Bukan berarti tukang sol sepatu, juga bukan salah satu not di tangga nada. SOL disini merupakan kepanjangan dari “SALAHKAN ORANG LAIN”, salah satu bab yang saya kutip dari buku Paul McGee yang berjudul Shut Up, Move On. Didalam bukunya McGee terus menerus mengurai tulisan untuk selalu Move On, dan Shut Up!, dan salah satu bab yang menggilitik saya adalah tentang SOL ini.
Sejak dulu dan dan berharap sudah mulai tidak lagi sekarang, saya sering kali menyalahkan orang lain atas kegagalan saya, kesialan ataupun masalah-masalah yang datang kepada saya.
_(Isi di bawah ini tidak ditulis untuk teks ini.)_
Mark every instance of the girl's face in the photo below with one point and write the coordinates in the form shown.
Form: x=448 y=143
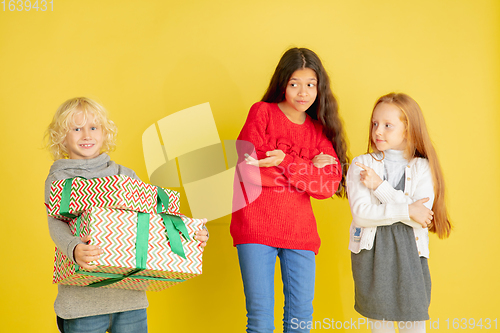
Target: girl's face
x=301 y=90
x=388 y=131
x=84 y=142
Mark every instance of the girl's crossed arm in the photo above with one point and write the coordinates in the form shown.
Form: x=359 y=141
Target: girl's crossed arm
x=393 y=205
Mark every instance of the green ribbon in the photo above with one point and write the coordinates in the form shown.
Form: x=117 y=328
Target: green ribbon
x=113 y=278
x=173 y=225
x=65 y=197
x=142 y=241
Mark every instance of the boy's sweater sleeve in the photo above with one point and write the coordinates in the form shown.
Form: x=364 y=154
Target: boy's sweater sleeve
x=366 y=213
x=320 y=183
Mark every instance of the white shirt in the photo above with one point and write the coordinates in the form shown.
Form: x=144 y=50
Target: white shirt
x=385 y=205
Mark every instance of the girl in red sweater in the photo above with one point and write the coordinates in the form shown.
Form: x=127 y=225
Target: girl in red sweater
x=295 y=138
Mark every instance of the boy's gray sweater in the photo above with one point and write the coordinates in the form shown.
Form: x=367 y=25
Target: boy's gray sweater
x=73 y=301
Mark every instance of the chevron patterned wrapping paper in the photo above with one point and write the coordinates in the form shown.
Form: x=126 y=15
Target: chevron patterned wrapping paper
x=117 y=191
x=115 y=231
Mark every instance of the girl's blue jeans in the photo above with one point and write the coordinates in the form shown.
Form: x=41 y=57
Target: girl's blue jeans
x=257 y=264
x=134 y=321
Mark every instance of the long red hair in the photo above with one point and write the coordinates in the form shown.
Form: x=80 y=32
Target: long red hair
x=419 y=145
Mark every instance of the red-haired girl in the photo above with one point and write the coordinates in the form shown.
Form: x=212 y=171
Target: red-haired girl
x=396 y=195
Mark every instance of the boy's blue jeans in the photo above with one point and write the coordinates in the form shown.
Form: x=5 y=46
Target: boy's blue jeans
x=134 y=321
x=257 y=264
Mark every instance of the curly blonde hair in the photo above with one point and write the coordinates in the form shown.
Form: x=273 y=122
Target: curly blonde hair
x=64 y=120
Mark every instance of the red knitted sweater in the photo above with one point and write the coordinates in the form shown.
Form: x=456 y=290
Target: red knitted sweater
x=281 y=216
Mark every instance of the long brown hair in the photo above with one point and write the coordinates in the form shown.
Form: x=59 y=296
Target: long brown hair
x=324 y=108
x=419 y=145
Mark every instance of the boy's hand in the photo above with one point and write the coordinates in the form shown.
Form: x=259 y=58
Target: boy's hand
x=84 y=254
x=202 y=235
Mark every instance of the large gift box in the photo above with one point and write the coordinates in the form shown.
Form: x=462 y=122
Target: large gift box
x=70 y=197
x=141 y=251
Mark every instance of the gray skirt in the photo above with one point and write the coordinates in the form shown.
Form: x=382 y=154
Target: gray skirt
x=392 y=282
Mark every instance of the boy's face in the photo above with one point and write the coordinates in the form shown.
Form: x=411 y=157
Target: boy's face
x=84 y=142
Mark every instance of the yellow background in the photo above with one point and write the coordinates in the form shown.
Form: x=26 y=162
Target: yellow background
x=144 y=60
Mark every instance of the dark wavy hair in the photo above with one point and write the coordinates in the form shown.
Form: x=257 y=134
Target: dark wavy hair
x=324 y=108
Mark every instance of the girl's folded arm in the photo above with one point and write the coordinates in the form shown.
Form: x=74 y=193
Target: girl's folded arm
x=365 y=213
x=320 y=183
Mulai dari hal yang kecil, remeh temeh hingga hal-hal besar.
Saya pernah menyalahkan guru Bahasa Inggris SMP, guru Matematika saya ketika kelas 1 SMU, guru Fisika saya sejak saya mulai belajar Fisika (1 SMP hingga kelas 3 IPA) juga guru Kesenian musik saya ketika kelas 2 SMP. Saya mendapat nilai jelek atau nilai rata-rata di mata-mata pelajaran tersebut, membuat buruk pandangan di deretan nilai di raport saya. Saya selalu ingat, ketika Bapak bertanya, mengapa nilai-nilai itu tidak seperti deretan nilai yang lain. Jawaban saya “Habis gurunya ga enak, ngajarnya ga becus, masa’ disuruh ngerjain soal terus, ga pernah diterangin, makanya ga bisa”. Padahal beberapa teman saya yang lain bisa mendapatkan nilai bagus dengan guru yang sama dengan saya. Tapi saya lebih memilih menyalahkan orang lain, menyalahkan guru saya.
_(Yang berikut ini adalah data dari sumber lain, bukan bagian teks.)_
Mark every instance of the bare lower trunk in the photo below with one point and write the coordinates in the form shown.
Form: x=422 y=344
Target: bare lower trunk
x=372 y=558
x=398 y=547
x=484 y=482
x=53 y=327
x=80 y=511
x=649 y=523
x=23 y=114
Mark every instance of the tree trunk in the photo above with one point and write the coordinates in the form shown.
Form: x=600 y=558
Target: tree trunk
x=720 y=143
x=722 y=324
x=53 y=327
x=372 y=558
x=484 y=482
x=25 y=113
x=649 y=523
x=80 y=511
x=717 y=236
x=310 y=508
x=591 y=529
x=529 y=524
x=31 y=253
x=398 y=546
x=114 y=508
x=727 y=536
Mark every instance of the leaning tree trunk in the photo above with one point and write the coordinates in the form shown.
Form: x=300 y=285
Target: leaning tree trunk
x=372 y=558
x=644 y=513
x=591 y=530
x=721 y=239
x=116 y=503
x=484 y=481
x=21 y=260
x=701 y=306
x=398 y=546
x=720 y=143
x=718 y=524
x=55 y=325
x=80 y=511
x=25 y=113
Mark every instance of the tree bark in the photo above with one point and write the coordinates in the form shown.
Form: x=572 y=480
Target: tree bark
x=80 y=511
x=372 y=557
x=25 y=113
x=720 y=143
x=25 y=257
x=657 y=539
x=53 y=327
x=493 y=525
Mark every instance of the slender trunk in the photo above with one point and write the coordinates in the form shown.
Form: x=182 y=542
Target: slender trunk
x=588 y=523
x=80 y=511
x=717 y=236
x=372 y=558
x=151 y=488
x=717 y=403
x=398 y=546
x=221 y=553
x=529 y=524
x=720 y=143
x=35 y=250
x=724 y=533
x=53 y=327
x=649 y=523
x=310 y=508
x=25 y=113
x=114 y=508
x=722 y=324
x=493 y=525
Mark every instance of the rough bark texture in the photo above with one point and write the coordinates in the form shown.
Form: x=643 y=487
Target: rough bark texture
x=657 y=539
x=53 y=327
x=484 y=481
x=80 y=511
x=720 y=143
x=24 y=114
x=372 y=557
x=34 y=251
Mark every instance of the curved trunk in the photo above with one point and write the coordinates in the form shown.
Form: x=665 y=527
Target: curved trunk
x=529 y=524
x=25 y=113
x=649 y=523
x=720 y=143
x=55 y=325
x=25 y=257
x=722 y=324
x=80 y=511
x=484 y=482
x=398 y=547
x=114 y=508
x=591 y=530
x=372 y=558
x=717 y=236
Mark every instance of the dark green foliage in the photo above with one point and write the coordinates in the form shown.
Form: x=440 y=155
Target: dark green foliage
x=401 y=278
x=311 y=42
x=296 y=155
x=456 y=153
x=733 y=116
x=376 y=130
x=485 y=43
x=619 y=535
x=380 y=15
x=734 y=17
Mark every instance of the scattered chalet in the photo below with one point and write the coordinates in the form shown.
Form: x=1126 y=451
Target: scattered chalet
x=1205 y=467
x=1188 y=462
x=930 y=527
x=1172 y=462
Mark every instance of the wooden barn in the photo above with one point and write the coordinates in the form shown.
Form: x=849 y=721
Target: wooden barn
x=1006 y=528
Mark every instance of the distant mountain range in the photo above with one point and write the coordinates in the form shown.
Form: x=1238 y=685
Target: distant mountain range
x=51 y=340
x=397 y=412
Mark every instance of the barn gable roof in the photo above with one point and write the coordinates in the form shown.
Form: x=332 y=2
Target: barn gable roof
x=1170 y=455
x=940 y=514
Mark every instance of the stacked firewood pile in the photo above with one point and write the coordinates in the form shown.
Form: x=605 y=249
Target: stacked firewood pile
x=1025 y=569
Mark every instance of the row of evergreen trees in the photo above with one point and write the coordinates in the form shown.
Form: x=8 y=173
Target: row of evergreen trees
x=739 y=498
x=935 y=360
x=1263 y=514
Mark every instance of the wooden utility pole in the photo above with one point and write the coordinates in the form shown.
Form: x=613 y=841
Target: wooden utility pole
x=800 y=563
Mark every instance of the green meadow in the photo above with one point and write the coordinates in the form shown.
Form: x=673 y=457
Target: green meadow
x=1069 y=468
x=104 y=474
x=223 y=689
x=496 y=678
Ketika saya harus menuju ke kantor Kementerian Pemberdayaan Perempuan dengan naik ojeg, ternyata hanya berhasil keliling-keliling di putaran monas. Saya pun menyalahkan tukang ojeg yang tidak tahu jalan itu. Padahal saya bisa saja cari di google dan menyiapkan segala kemungkinan menuju ke kantor itu.
Ketika saya gagal, di tahap akhir (tahap ke tujuh) sebagai salah satu calon pegawai Bappenas, saya juga menyalahkan para tim penilai, karena mereka telah salah memilih pegawai.
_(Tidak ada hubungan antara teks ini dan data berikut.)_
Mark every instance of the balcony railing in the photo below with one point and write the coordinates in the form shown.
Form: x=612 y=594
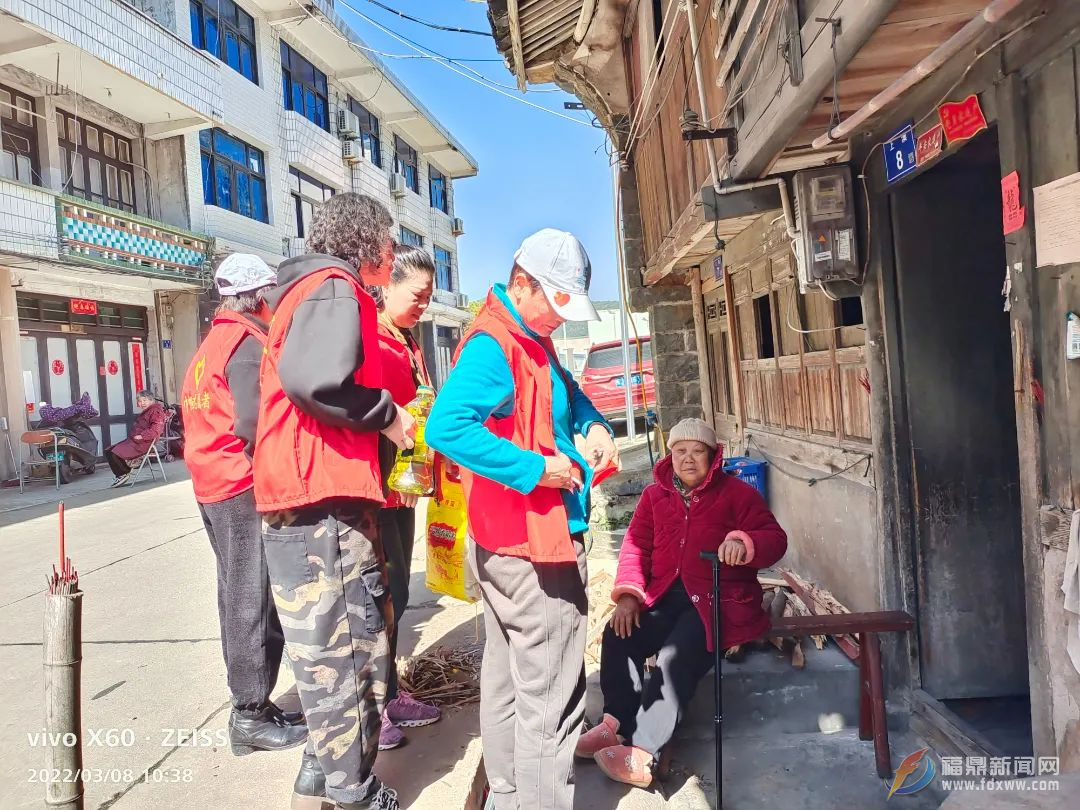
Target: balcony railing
x=96 y=234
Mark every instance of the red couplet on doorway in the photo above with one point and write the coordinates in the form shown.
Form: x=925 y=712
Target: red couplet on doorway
x=137 y=365
x=1012 y=212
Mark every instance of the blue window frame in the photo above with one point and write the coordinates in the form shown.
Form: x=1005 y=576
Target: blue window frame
x=407 y=162
x=233 y=175
x=304 y=88
x=444 y=269
x=436 y=184
x=368 y=131
x=412 y=238
x=227 y=31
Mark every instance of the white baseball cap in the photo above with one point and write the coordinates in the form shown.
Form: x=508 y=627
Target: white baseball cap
x=559 y=262
x=242 y=272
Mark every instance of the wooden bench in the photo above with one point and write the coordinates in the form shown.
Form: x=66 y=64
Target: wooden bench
x=873 y=723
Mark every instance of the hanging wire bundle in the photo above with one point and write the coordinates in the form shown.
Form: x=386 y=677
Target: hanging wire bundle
x=65 y=581
x=444 y=676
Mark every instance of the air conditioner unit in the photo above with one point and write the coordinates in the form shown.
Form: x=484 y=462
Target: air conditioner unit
x=348 y=123
x=352 y=151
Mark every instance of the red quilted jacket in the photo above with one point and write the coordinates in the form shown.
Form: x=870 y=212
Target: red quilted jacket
x=665 y=539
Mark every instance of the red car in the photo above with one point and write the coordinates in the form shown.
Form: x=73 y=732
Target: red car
x=604 y=378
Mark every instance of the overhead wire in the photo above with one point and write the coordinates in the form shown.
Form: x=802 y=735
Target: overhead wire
x=633 y=139
x=435 y=26
x=430 y=53
x=655 y=66
x=451 y=67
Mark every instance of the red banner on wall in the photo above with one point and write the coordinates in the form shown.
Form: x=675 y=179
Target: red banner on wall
x=137 y=366
x=962 y=120
x=83 y=307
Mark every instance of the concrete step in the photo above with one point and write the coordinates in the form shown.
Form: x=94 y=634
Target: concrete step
x=809 y=771
x=765 y=694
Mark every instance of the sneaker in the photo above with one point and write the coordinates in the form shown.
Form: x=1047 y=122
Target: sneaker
x=407 y=712
x=626 y=764
x=603 y=736
x=390 y=736
x=385 y=799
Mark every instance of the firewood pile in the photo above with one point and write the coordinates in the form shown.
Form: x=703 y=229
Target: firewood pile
x=446 y=677
x=790 y=594
x=601 y=608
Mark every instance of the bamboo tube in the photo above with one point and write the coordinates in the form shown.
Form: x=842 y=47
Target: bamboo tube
x=62 y=647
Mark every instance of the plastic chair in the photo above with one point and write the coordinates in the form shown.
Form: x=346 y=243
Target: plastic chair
x=35 y=439
x=170 y=436
x=151 y=455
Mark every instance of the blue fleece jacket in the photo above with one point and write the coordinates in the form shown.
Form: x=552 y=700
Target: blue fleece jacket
x=482 y=386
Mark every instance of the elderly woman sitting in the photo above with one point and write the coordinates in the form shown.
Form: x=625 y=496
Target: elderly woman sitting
x=664 y=594
x=148 y=427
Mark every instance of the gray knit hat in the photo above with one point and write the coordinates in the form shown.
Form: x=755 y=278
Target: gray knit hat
x=691 y=430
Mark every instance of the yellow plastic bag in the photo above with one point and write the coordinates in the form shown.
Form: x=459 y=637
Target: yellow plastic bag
x=448 y=568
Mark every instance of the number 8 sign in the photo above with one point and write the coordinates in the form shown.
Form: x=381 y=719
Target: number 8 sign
x=900 y=153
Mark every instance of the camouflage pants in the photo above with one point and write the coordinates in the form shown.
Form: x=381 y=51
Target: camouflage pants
x=327 y=575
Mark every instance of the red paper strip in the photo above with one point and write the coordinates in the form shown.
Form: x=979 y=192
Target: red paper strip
x=1012 y=213
x=137 y=365
x=930 y=145
x=962 y=119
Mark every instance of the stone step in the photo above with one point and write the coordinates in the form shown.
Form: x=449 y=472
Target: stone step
x=765 y=693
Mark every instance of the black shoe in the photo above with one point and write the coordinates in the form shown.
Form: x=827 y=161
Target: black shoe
x=309 y=791
x=289 y=718
x=385 y=799
x=264 y=731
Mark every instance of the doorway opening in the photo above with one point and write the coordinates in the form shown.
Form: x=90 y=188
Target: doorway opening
x=959 y=447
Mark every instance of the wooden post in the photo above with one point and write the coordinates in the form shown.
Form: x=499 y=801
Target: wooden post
x=62 y=645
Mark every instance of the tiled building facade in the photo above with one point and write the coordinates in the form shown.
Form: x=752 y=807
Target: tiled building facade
x=144 y=140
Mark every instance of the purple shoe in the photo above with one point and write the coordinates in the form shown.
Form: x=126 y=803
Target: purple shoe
x=390 y=736
x=406 y=712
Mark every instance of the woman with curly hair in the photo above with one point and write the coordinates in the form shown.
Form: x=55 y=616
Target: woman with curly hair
x=318 y=486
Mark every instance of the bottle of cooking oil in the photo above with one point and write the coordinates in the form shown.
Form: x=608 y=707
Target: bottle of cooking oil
x=414 y=469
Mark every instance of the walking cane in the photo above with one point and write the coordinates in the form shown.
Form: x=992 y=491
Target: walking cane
x=714 y=557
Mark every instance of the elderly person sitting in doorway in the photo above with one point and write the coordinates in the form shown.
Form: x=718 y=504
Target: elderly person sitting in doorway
x=148 y=427
x=663 y=592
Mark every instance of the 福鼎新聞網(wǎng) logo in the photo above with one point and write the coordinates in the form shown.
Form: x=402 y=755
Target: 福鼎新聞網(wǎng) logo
x=909 y=766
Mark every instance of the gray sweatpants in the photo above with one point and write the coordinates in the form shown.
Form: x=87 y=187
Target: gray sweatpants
x=532 y=679
x=252 y=639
Ketika saya gagal menjual satu saja buku, saya juga lebih memilih menyalahkan dosen saya yang membuat buu tersebut. Tidak bagus, kurang aplikatif, makanya sekolah ga ada yang mau makai. Ya, saya kembali menyalahkan orang lain.
Saya juga menyalahkan pelatih paskibara saya, karena saya merasa dia kurang berkompeten menempa saya. Tidak banyak gerakan yang dia ajarkan kepada saya, sehingga formasi gerakan baris berbaris kelompok kami tidak variatif. Dan gagal mendapat juara 1 pun.
Ketika saya tidak masuk final lomba paskibra tingkat provinsi, saya justru menyalahkan pengait bendera, yang menurut saya kurang pas, sehingga saya membutuhkan waktu lama untuk memasang kaitan bendera tersebut. Atau ketika saya harus ikut lomba cerdas cermat, saya menyalahkan bel yang ada di depan saya. Karena secepat apapun saya memencet bel tersebut, tetap selalu keduluan dengan grup pesaing yang lain.
Dan, ketika saya gagal ujian STAN, saya menyalahkan penghapus yang saya pakai. Karena gara-gara penghapus itu, membuat kertas ujian saya sedikti kotor dan berfikir kertas ujian tersebut menjadi tidak terbaca.
Ya, saya sering menyalahkan orang lain. Tapi itu dulu. Sejak saya berumur 19, penyakit SOL itu mulai terkikis makin tipis. Karena sayalah yang harus bertanggung jawab atas segala sesuatunya. Ketika saya bercermin, pandanglah cermin, dialah, bayangan yang ada di cermin itu, yang bertanggungjawab terhadap keberadaan hidup saya sejauh ini.
Tidak ada lagi keluh kesah, Yah mau bagaimana lagi, ini kan bukan kesalahan saya, tetapi saya telah menggantinya dengan ini adalah hidup saya, saya harus menerimanya.
Dan saya pun mulai tidak menikmati kumpulan orang yang suka mengenakan kaus korban. Karena, ketika sekelompok orang itu berkumpul, mereka pasti mengadakan acara keluh kesah bersama. Saling mendukung satu sama lain.
So, berhentilah menyalahkan orang lain, dan terimalah tanggung jawab pribadin diri kita sendiri, jadilah sopir dan temukan jalan kita! Ya jalan kita sendiri!